Tabatha Bull is fiercely proud of her Indigenous roots and has devoted her career and volunteer time to celebrating, promoting, protecting, and bettering the lives of Indigenous peoples living both within, and outside, their communities.
A woman with seemingly boundless energy, intelligence, and an infectious optimism, Bull radiates warmth and kindness combined with relentless determination. She’s a woman everyone would want on their side.
Bull graduated from the electrical engineering program at the University of Waterloo, and spent the first two decades of her career working in the electrical consulting and energy industry, leading the First Nations and Métis team at IESO, Ontario’s electricity system operator. In this role, Bull forged relationships in the energy sector with Indigenous communities across the province.

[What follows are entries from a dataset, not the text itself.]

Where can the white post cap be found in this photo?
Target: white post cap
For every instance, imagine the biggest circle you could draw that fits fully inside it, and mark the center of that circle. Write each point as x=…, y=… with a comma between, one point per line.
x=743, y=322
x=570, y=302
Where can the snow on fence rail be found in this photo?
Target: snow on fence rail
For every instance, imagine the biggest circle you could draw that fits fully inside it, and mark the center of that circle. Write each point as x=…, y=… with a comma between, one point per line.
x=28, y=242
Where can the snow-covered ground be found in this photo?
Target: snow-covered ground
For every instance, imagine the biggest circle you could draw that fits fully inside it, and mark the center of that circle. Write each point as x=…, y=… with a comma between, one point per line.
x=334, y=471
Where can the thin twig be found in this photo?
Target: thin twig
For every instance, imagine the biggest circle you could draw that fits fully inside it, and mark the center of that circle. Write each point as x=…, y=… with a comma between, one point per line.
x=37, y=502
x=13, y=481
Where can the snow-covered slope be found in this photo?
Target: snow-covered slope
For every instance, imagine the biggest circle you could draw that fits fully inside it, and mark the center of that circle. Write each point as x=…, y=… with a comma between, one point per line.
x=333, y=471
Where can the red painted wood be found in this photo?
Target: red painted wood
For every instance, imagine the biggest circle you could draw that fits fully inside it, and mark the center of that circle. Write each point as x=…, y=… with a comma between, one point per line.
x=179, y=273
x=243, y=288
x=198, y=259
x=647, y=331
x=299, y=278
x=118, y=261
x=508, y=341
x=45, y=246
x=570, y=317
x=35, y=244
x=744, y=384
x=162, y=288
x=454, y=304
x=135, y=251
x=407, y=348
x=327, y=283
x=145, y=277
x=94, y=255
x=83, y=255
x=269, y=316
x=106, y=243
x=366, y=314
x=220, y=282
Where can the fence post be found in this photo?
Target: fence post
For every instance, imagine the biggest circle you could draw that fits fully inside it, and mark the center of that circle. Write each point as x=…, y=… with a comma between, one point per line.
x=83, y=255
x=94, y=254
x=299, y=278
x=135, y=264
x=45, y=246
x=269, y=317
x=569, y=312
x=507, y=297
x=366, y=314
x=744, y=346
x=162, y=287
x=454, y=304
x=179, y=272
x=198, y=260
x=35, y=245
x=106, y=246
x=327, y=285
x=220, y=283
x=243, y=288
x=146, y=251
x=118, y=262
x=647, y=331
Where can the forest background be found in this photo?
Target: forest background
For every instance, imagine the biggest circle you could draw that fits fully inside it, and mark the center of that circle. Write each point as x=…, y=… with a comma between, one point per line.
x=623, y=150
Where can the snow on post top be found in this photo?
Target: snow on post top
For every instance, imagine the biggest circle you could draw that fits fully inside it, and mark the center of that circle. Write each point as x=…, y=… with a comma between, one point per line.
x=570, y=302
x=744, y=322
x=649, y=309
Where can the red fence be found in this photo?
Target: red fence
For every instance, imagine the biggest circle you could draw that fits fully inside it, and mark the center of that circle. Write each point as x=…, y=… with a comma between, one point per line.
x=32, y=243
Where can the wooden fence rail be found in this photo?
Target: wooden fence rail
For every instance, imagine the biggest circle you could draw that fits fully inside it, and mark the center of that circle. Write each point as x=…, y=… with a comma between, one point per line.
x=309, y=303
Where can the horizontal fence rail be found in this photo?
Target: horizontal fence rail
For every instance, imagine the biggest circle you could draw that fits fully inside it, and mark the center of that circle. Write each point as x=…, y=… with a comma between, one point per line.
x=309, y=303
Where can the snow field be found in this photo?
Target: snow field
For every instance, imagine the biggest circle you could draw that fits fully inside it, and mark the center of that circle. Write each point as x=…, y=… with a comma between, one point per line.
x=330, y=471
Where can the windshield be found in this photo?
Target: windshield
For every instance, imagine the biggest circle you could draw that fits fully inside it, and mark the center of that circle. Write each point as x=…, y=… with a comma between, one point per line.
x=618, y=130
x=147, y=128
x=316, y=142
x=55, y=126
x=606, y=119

But her work in this industry is only a piece of what she refers to as her “path.” Bull has worked and volunteered in the areas of Indigenous housing, business and entrepreneurship, youth, women, and sport.
She is Anishinaabe and a member of Nipissing First Nation who lives in Leaside with her husband, Brad, and their two sons, Dane (Grade 8) and Jake (Grade 5). Both boys have played Leaside baseball and hockey and are very proud of their mom and their Indigenous family. During their March breaks, the boys headed north to play for the Nipissing Warriors in the Little Native Hockey League (LNHL) tournament.
Bull is currently the COO of the Canadian Council for Aboriginal Business (CCAB), a dynamic organization that advances business relationships between Aboriginal and non-Aboriginal businesses. She has worked hard to bring many of Canada’s largest corporations on board and has seen much success in the growth of small and large Aboriginal companies.
As Bull has travelled across the country speaking on behalf of the CCAB, she has inspired, and been inspired by, women and men working together to build sustainable, ethical businesses. For her, the value of such growth is not simply in the companies themselves, but in the mindset of many, and very importantly, in that of youth who are witnessing the success of Aboriginal businesses both in, and outside, their communities.
She also works on behalf of Indigenous youth alongside Leasiders Christine Baunemann and Kevin Berube, collecting gently used hockey equipment which they bring or ship to various Indigenous communities in Ontario.
This fall, Bull is organizing a trip to Manitoulin for her son Dane’s Bantam AA Flames team. The team will be collecting and bringing hockey equipment with them and will participate in a tournament against some of the area’s local teams. According to Rob Stanley, head coach of Dane’s team, the team participates in two to three tournaments each year, but this one will be a special one which will “provide the boys with a chance to give back to a community and will likely be an eyeopener for both them and their parents.”
Bull’s work doesn’t stop there. For the past 12 years she has served as a director on the board of Wigwamen Housing Inc., a non-profit organization which provides decent and affordable housing for Indigenous individuals and families in urban settings.
She also sits on the board of the Young People’s Theatre and is a member of the Canadian advisory group to UN Women “promoting women’s economic empowerment through responsible business in G7 countries.”
This tireless advocate and champion of Canada’s Indigenous peoples is definitely a force to be reckoned with.